« À travers la porte vitrée de la salle d’attente… »
Les nuages fragmentés en différents lieux
J’aime bien les nuages. Ils sont souvent jolis, parfois pratiques. Mais je reste fondamentalement attaché à l’inscription de mes documents sur un disque dur local, que ce soit par sécurité, par souhait de les manipuler quand/où/comment je veux. Parfait pour la synchronisation, pour les copies de sauvegarde, pour des accès distants occasionnels.
Mais voilà, pour moi, les plateformes mobiles ne sont pas des accès distants occasionnels. Ils font partie de mon quotidien, et la frontière entre les appareils est un irritant. On compose bien maintenant avec le courriel, l’agenda, les contacts. Qu’en sera-t-il pour nos livres numériques ?
D’abord, il y a multiplication des applications : Kobo, Kindle, Ibooks, Stanza, eReader, La Hutte, Wattpad, pour ne nommer que celles que j’ai essayées. Chacune d’entre elles stocke à l’interne les fichiers qu’elle permet de télécharger, et chacune ne peut afficher que ses propres fichiers… C’est sans compter les documents transférés manuellement, stockés dans des applis de transfert comme l’excellent GoodReader (mais interlogiciellement trop limité, malheureusement). Ensuite : comment savoir où se trouve ma copie numérique de Madame Bovary ? Par déduction, je peux éliminer quelques applis (toutes ne donnent pas accès à des œuvres en français), ce qui limite le nombre d’applications à ouvrir pour vérifier — sympathique démarche, s’il en est une. Et totalement ridicule.

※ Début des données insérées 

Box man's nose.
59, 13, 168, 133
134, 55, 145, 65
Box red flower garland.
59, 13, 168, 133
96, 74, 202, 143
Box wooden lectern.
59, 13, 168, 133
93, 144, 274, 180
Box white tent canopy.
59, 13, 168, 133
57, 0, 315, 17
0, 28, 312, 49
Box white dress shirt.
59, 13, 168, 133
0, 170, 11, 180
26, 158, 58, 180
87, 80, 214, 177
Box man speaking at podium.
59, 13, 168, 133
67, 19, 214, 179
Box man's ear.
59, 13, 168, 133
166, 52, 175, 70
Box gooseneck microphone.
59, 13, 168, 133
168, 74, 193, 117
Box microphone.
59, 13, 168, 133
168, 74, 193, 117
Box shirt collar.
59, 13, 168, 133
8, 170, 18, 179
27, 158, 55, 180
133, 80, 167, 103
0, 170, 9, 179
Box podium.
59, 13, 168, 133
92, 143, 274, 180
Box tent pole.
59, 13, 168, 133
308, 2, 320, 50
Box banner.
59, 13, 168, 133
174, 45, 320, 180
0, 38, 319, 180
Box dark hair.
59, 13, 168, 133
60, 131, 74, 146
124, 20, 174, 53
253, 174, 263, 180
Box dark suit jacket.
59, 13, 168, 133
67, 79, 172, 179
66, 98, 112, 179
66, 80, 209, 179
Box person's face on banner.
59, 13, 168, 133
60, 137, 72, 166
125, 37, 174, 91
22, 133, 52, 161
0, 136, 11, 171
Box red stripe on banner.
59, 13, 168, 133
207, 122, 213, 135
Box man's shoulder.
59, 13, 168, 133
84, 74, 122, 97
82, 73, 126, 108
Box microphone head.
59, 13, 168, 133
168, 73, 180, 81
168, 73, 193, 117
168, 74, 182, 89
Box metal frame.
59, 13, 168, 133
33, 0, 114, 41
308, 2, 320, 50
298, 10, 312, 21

Jusqu’à maintenant, la gestion de mes documents numériques était relativement simple. En local, utilisation de Zotero pour référencer une bibliothèque sur mon poste de travail : articles scientifiques obtenus par des banques de données, oeuvres de publie.net que je veux pouvoir consulter hors ligne, documents téléchargés, textes de mes communications, tables des matières numérisés d’ouvrages papier… En ligne, c’est Diigo qui me sert à retenir des pages, des articles en ligne et plusieurs highlights. Mais la frontière tend à s’estomper (je télécharge le Remix de Lessig et le référence dans Zotero ou je le pointe en ligne avec Diigo ?). Et c’est sans compter l’intrusion du iPad, qui fragilise le statut jusque là stable de la bibliothèque locale… Quelle solution pour gérer cette écologie documentaire complexe ?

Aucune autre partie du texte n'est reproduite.